Know Thy KRIs: Four Takeaways from Gartner’s “Hype Cycle 2021” Report

Introduction – the challenges of CPS cybersecurity

Gartner last month published its  “2021 Hype Cycle for Cyber and IT Risk Management” report, which as always uses their branded “Hype Cycle” to illustrate how new and emerging technologies move from R&D to wide adoption.

The 2021 report sees cyber-physical systems (CPS) as an emerging field of innovation, and Radiflow was recognized as a leading vendor in CPS risk management category.

Much of the focus in the report is on the challenges of CPS cyber-security, which stem from the unique nature of industrial automation networks:

• Diverse component mix, often involving legacy assets which were never intended to go online
• Introduction of multiple entry points to a network as a result of the component mix, thus increasing the number of weak spots
• Linking between physical components and IT systems, resulting in a veritable maze of networked elements, with complex security requirements
• The differing needs of IT and OT security have become highlighted in recent years as the two converge and the need for a joint solution is becoming apparent

These factors, compounded by the current OT cyber-threat level, further underline the necessity of a solid risk-assessment system.

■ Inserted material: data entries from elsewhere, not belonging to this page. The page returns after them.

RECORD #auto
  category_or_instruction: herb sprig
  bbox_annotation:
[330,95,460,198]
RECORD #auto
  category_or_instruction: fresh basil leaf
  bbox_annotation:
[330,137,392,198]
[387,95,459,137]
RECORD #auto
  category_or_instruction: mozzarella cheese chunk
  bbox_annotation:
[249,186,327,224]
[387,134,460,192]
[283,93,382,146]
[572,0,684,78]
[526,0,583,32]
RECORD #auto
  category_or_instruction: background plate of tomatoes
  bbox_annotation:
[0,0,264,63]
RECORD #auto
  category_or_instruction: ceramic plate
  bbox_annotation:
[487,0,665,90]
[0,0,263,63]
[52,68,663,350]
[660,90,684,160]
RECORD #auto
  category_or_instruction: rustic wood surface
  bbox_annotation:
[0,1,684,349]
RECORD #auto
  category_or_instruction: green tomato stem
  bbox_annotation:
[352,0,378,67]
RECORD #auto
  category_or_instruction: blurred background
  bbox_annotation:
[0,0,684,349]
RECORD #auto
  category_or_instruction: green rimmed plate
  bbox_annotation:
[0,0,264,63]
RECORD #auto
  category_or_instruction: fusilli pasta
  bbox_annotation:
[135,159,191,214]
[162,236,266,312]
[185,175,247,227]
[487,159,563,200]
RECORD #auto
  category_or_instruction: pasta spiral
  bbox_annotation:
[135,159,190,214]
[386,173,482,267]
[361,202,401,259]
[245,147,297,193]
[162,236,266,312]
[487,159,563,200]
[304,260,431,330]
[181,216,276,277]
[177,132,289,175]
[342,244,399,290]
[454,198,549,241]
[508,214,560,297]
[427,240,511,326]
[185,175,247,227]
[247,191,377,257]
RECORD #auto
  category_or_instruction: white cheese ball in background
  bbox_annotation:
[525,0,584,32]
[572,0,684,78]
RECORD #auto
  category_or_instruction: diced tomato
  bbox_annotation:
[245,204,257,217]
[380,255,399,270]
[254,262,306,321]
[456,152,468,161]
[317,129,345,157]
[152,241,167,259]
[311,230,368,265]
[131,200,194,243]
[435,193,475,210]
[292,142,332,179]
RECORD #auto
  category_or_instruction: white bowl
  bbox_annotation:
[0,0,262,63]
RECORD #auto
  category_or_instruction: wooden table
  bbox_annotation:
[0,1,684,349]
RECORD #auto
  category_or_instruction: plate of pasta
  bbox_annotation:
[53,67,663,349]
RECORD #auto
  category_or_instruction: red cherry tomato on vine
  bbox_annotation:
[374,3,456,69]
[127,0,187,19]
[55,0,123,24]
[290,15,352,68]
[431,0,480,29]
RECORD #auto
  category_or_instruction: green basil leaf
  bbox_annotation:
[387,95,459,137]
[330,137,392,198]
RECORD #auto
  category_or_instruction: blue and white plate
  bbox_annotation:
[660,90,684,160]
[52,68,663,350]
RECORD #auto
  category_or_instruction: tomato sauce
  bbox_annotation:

Using key status indicators as decision-making tools

As part of the risk assessment process, for quantifying the exposure to risk, Gartner mentions the use of KRIs (key risk indicators): metrics for the level of exposure to a current operational risk.

KRIs help monitor the overall risk exposure of a company and the specific risk of each operational unit. This enables decision makers to make decisions based on how much risk exposure they are willing to accept. However, from a security perspective, KRIs alone fail to give a complete picture as to the efficacy of the security system itself and is therefore an incomplete solution.

To overcome the problem of overdependence on KRIs, Gartner recommends the use of KCIs, key control (mitigation measure) indicators – how well each given control is meeting its intended objectives – in order to present a measurable assessment of the control systems, including any control failures.

Since KRIs constantly change, there is a corresponding need to constantly monitor and update the network security. Applying KCI metrics adds a focused approach to the risk-assessment process and allows for pinpointing specific weak spots and failures. More importantly, KCIs act as an early detection system for possible security threats, as changes will become apparent sooner than with the use of KRIs alone.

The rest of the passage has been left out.